Quality of life: Multiple Sclerosis Quality of Life Scale (MSQOL-54). Balance: Berg Balance Scale (14 items, maximum score 56). Functional mobility: Timed Up and Go Test (TUG; best of three trials recorded). Manual dexterity: Box and Block Test (dominant and non-dominant hand, blocks transferred in 60 seconds).

-- **4. Speech-Language Outcomes**

Cognitive-linguistic screening: Mini-Mental State Examination (MMSE), with aphasia subtype characterization based on fluency, comprehension, naming, and repetition profile.

Dysphagia: Dysphagia in Multiple Sclerosis Questionnaire (DYMUS-BR, 10 items). Voice-related quality of life: Voice-Related Quality of Life questionnaire (VQoL-V/QVV, 10 items, physical and socioemotional domains).

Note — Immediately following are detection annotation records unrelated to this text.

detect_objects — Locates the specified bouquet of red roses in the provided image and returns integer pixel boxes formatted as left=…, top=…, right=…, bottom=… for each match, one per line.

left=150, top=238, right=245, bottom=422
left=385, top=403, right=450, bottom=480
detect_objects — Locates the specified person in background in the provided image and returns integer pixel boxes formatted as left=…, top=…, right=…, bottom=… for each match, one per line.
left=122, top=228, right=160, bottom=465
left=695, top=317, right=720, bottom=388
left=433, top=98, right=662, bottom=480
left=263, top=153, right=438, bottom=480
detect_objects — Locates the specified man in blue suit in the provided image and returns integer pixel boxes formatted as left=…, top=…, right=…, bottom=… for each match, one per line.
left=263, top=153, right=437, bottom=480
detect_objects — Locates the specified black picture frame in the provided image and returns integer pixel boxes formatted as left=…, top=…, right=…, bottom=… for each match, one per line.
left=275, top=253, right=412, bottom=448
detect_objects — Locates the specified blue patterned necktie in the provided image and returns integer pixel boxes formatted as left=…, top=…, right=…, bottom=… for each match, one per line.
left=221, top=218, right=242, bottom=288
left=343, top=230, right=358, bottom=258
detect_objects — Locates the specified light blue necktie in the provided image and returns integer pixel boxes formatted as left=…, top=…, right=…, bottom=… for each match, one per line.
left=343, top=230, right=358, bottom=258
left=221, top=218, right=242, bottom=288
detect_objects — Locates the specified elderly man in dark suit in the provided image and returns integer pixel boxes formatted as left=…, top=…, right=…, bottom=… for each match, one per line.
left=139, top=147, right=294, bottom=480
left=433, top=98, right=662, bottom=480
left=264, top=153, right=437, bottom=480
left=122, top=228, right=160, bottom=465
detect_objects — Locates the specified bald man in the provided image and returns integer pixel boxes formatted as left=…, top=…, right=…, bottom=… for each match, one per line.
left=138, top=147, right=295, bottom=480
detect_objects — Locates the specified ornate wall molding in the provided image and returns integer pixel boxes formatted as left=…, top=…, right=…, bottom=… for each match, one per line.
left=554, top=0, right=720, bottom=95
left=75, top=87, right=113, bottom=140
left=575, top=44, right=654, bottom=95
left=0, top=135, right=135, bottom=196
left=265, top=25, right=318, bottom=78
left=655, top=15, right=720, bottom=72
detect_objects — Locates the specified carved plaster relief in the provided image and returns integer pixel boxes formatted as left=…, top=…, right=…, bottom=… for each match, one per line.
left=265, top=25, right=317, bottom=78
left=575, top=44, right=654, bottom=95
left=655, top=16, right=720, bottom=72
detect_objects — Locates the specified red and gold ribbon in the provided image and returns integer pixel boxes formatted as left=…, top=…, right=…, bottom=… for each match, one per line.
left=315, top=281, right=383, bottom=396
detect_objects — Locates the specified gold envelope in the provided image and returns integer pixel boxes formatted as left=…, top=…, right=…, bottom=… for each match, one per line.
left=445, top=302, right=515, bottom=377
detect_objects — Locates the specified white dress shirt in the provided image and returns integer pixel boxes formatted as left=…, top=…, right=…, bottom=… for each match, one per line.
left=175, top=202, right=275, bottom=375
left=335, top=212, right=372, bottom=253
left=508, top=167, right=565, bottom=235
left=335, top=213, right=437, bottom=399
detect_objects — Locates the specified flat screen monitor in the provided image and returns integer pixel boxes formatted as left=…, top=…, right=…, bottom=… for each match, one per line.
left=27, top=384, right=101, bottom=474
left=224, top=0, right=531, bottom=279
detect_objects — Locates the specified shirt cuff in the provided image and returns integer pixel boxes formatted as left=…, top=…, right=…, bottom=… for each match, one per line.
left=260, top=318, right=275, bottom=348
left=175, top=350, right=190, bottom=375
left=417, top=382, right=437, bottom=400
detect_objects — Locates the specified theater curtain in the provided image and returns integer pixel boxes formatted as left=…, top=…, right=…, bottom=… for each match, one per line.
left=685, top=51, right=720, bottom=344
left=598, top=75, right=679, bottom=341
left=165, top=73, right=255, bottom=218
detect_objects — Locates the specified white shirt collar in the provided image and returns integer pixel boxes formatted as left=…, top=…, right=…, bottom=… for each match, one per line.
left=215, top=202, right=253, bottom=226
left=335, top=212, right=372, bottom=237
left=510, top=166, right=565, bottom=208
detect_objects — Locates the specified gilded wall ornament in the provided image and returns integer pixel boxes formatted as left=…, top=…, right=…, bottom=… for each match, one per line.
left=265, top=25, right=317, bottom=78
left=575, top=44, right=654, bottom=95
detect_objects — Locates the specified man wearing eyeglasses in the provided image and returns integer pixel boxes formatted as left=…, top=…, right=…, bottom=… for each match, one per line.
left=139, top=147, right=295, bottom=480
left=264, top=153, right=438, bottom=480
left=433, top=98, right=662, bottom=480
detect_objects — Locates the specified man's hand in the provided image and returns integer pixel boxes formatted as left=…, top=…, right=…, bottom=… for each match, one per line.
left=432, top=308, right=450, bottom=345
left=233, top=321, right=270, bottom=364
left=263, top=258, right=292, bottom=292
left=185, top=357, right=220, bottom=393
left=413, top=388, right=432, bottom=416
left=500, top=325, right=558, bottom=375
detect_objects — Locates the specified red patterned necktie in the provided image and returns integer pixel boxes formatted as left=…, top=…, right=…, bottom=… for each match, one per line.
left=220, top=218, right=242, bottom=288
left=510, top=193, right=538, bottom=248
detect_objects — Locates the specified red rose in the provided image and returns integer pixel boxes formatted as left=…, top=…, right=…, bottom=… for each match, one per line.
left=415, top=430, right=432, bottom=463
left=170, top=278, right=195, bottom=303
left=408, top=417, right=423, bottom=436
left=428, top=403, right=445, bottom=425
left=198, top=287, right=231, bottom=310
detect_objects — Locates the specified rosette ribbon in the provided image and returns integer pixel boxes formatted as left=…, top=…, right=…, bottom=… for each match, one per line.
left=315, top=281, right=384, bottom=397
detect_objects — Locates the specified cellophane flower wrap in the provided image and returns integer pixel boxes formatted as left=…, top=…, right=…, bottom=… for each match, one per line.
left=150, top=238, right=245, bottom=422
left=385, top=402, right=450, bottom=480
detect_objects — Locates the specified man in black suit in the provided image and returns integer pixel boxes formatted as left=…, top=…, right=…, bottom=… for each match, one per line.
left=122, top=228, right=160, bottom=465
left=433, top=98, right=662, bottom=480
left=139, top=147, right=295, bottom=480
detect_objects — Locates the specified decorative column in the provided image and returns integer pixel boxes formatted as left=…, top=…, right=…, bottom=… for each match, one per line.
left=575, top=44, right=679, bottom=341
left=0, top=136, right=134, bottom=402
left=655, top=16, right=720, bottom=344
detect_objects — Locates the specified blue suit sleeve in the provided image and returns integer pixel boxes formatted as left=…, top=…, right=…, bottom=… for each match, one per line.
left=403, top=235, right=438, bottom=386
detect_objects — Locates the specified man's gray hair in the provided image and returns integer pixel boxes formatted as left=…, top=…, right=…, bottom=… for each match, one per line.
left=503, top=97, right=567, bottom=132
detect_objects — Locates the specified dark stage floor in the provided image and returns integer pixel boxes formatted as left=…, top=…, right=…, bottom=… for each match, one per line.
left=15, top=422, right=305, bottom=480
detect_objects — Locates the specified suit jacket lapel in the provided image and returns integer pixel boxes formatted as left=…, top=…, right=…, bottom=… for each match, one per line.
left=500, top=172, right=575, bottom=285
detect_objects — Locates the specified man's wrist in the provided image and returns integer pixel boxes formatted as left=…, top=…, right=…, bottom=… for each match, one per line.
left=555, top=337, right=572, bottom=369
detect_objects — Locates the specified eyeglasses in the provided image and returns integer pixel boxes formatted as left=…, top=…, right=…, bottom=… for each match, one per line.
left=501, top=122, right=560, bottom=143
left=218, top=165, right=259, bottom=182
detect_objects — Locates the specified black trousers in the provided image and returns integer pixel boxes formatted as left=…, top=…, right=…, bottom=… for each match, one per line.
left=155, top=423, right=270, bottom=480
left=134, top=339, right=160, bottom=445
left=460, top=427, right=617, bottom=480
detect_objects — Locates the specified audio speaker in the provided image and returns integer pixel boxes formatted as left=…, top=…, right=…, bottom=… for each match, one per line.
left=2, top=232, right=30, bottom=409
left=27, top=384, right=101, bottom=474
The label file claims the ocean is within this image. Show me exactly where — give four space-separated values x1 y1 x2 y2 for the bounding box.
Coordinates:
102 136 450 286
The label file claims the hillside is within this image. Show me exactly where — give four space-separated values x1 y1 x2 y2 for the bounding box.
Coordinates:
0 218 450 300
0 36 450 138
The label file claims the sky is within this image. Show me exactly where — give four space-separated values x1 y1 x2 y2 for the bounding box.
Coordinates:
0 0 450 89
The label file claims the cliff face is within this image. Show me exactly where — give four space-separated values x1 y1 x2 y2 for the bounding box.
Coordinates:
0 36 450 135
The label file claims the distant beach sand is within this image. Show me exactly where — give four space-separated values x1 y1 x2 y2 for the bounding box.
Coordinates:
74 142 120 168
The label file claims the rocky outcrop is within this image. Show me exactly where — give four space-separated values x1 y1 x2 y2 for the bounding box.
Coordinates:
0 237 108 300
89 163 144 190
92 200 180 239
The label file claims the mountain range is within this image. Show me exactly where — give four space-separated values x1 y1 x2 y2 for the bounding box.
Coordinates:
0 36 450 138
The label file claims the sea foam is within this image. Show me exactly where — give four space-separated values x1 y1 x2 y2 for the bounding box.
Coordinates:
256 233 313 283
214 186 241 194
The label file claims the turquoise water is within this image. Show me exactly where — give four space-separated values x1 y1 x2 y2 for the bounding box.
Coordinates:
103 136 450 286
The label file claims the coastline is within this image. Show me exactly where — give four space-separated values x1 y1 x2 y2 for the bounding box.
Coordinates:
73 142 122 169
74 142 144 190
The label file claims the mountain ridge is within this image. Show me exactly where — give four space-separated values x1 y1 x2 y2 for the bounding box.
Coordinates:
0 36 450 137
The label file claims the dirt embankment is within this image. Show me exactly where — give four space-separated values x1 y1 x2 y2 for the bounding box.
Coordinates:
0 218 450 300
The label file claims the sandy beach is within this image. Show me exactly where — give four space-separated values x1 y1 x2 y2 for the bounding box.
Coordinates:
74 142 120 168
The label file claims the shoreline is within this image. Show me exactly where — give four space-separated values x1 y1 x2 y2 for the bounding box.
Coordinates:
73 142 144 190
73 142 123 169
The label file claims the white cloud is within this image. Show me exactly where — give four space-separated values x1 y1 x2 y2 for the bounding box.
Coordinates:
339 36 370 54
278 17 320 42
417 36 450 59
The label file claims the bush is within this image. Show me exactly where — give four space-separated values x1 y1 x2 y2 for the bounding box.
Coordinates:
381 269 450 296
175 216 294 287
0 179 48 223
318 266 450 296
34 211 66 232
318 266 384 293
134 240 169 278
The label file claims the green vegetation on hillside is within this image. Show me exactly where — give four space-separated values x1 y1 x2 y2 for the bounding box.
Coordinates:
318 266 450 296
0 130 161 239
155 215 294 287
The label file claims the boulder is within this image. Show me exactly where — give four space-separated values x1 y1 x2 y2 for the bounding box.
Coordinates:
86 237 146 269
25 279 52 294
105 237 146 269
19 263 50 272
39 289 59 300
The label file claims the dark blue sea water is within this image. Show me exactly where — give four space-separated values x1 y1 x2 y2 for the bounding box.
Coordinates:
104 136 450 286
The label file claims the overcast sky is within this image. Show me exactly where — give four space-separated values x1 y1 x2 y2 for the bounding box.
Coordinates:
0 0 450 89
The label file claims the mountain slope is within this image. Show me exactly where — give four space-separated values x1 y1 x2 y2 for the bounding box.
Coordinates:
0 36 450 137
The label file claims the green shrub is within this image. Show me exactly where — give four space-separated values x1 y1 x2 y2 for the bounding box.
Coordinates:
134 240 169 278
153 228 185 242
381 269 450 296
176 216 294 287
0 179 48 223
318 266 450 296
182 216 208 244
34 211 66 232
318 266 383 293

Dysarthria: Living with Dysarthria questionnaire (VcD, 50 items across 10 sections).

-- **5. Psychological Outcomes**

Depression: Beck Depression Inventory-II (BDI-II, 21 items; categories: minimal, mild, moderate, severe).

Attention: Psychological Battery for Attention Assessment (BPA; concentrated, divided, and alternating attention subtests, plus General Attention index).

Executive function and processing speed: Five Digit Test (FDT; Reading, Counting, Choice, and Alternation tasks; Inhibition and Flexibility indices).

Working memory: WAIS-III Digit Span subtest (forward and backward). Psychological well-being: Flourishing Scale (FS, 8 items, Likert 1-7). Verbal fluency: Phonemic fluency (FAS/CFL letters, one minute per letter, three trials) and categorical fluency (Animals/Fruits, one minute per category).

A sociodemographic questionnaire is completed at baseline, covering age, education, marital status, employment status, MS type, EDSS, disease duration, last relapse, medication use, symptom profile, mobility aids, hand dominance, computer experience, sleep quality, visual and cognitive problems, and family history of MS.

-- **Statistical Analysis**

Pre- and post-intervention data will be compared within and between active and sham conditions across all outcome domains. Pearson correlation coefficients will be used to examine associations between HRV indices, VR motor performance, and sociodemographic and clinical variables (age, EDSS, disease duration, sex, employment status). A significance level of 0.05 and 95% confidence intervals will be adopted throughout. All analyses will be performed using SPSS version 26.0.